Immunocompromised Status

Immunocompromised individuals have a weakened immune system with a reduced ability to fight infections and other diseases. Individuals planning to work with or around bats should consult with an occupational medicine provider and include a discussion of personal health, particularly as it relates to immune status. Medical providers should consider the implications of individual health and immune status when considering vaccine recommendations, as the vaccine schedules differ from those for nonimmunocompromised individuals, efficacy of vaccination, and availability of treatment options following potential exposures. Education and counseling regarding increased risk may need to be part of the medical conversation. In some cases, there may be no research on the risks of certain activities (e.g., a pregnant, rabies-vaccinated researcher working with infected bat tissue); individuals must therefore be allowed to opt out of activities according to their own risk tolerance without employment consequences.

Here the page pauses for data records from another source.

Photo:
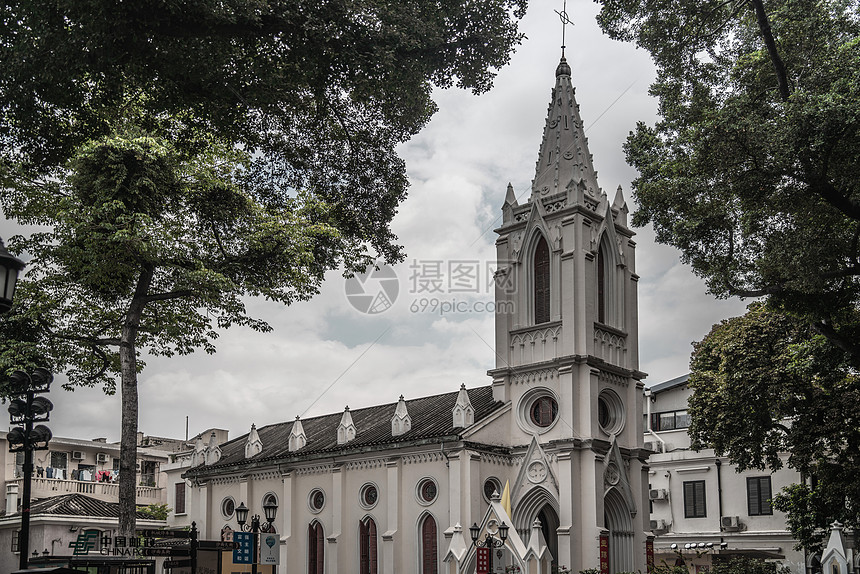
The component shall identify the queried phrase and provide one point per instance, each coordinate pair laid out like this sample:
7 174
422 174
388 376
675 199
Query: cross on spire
565 20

Emergency Response and Planning

Advance preparation for emergency situations such as bites and scratches as well as sharps injuries from necropsies and tissue manipulation is of the utmost importance. Prior to obtaining bats, their fluids, or tissues, it is highly recommended that all possible exposure scenarios be reviewed, and plans for handling each exposure be put in place.

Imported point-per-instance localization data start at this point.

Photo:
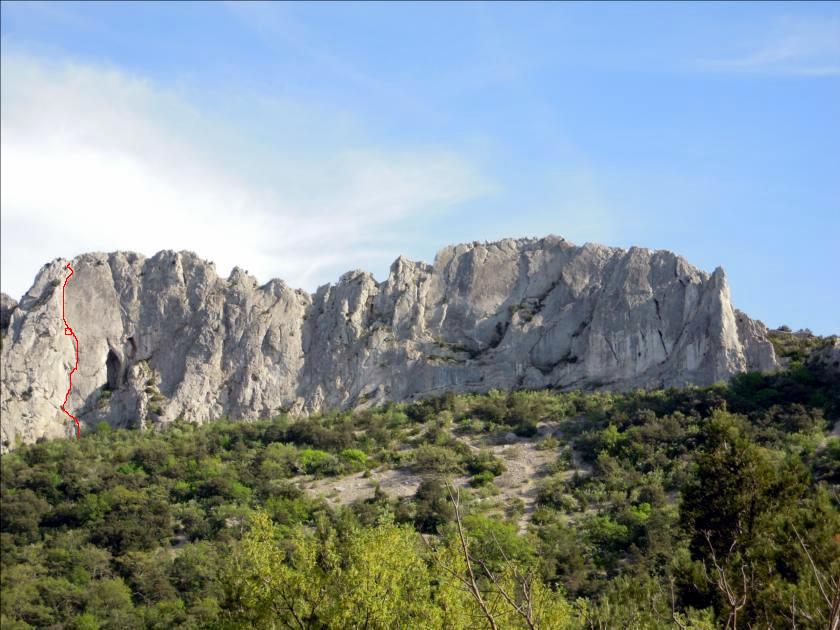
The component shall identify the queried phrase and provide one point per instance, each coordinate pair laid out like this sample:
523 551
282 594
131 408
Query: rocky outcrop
164 337
7 307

Written plans should be developed for postexposure assessment, treatment, and prophylaxis. Such plans should consider what occupational health resources exist within the institution and what resources may need to be procured from external resources. Signage should be posted in conspicuous areas where bats are housed and manipulated as well as areas where tissues are used. The signage should include the steps to take following an exposure as well as the relevant phone numbers and instructions for obtaining occupational health services in a prompt manner. All personnel must be reminded of the need to seek assessment promptly regardless of the severity of the exposure.

Tabletop drills are an excellent way to plan for exposure scenarios and test the institution’s response readiness. Participants should include representatives from occupational health and the individuals slated to handle the bats and/or bat tissues. This includes researchers as well as husbandry staff.

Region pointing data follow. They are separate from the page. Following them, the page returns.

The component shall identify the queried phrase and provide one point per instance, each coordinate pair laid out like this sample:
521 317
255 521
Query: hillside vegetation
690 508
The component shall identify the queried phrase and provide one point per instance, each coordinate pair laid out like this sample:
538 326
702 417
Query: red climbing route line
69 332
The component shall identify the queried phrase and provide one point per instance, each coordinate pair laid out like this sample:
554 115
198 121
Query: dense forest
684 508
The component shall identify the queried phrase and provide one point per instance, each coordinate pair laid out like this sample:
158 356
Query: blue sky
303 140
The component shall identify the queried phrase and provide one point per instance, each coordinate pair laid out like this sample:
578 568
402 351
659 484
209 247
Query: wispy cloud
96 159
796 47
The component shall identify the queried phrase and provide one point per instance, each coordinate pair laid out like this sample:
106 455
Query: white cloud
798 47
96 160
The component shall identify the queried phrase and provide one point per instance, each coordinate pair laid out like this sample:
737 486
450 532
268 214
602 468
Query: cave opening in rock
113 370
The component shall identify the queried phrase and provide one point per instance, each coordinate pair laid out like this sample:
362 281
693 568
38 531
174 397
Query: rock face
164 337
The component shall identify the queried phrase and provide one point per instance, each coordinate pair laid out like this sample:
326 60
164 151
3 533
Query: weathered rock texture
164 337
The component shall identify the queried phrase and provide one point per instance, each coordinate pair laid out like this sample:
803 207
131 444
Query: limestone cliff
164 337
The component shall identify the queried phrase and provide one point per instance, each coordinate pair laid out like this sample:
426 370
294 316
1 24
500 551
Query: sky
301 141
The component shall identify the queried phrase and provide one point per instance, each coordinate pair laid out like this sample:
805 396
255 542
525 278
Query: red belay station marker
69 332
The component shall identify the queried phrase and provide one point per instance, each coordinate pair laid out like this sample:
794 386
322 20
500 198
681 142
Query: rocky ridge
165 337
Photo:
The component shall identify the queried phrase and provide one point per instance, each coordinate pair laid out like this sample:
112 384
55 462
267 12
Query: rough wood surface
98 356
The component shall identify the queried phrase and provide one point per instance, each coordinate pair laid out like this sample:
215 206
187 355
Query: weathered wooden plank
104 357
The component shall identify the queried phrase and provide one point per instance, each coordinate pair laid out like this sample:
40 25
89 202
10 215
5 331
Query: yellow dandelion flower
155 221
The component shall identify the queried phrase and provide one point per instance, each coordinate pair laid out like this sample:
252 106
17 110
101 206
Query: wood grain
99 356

It is important for the occupational health practitioners supporting the research program to be knowledgeable about the work to be conducted with the bats or bat materials. This includes being familiar with the rabies preexposure prophylaxis recommendations (Table 2).

If the laboratory space is a communal setting with multiple laboratory groups and shared equipment, those not involved in the handling of bat materials should be advised of the work to be conducted and the potential risks. In addition, they should be offered an opportunity to discuss any personal medical concerns with an occupational health physician.